When I was young, we lived on an island that always smelled like salt. When we lived there I always smelled like salt. Every other shop all the way down the island sold surfboards, and every restaurant had a “No shirt, No shoes, No service” sign on the door.
No matter what shop you walked into, you could bet that they sold postcards. They were displayed on spinning, wire racks that squeaked when you turned them and were much taller than me. I remember wearing plastic flip-flops and reaching out my sun-browned arm to pick up a picture postcard of the aerial view of the island.
I ran with the postcard to my mom. “Look!” I said. And we both laughed as we looked at the picture. We’d never realized that the island was shaped like a whale blowing water out of its spout.
I loved that it looked like a whale.

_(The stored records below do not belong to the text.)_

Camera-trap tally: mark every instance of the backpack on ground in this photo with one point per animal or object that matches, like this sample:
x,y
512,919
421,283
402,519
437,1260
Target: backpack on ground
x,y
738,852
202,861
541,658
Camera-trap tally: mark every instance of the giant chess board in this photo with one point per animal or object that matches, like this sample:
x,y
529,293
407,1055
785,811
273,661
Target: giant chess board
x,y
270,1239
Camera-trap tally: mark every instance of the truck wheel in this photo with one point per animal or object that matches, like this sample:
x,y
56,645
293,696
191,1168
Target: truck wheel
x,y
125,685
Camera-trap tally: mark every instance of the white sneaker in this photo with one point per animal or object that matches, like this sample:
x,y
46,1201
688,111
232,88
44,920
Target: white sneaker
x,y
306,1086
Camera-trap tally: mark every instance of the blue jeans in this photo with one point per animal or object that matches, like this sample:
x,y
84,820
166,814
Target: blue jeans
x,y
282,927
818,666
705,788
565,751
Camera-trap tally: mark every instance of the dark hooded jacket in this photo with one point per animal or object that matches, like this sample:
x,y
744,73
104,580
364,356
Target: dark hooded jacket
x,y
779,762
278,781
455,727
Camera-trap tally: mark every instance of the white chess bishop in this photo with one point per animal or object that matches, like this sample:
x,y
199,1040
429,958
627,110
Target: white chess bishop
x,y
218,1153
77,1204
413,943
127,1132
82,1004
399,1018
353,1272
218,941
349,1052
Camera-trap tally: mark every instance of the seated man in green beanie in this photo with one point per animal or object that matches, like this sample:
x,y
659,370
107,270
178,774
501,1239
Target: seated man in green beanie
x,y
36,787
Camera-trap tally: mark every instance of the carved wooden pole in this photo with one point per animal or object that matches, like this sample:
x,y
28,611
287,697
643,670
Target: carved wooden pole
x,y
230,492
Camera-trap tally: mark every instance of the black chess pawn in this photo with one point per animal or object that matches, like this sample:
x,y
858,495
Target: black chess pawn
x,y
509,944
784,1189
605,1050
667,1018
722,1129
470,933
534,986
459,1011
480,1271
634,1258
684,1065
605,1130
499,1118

That’s the fact I would start with when people asked me where I lived.
Then I’d tell them about how there were concrete paths that stretched through sandy woods from my house past my friend’s house to the church we went to. Along the way, there was an ice cream shop that sold saltwater taffy from a sprawling collection of tubs in the middle of the store. They sold postcards, of course, and near-impossible-to-solve puzzles. Before every hurricane season we would buy a couple more of these puzzles for the exact reason that they took a very long time to solve (if you could solve them at all) and they could be done by candlelight. There was one with a bunch of little men you had to fit into a life raft and another that was just nine squares, but each side of each square had half of a different butterfly on it, and you had to figure out how to put it together to make the halves match.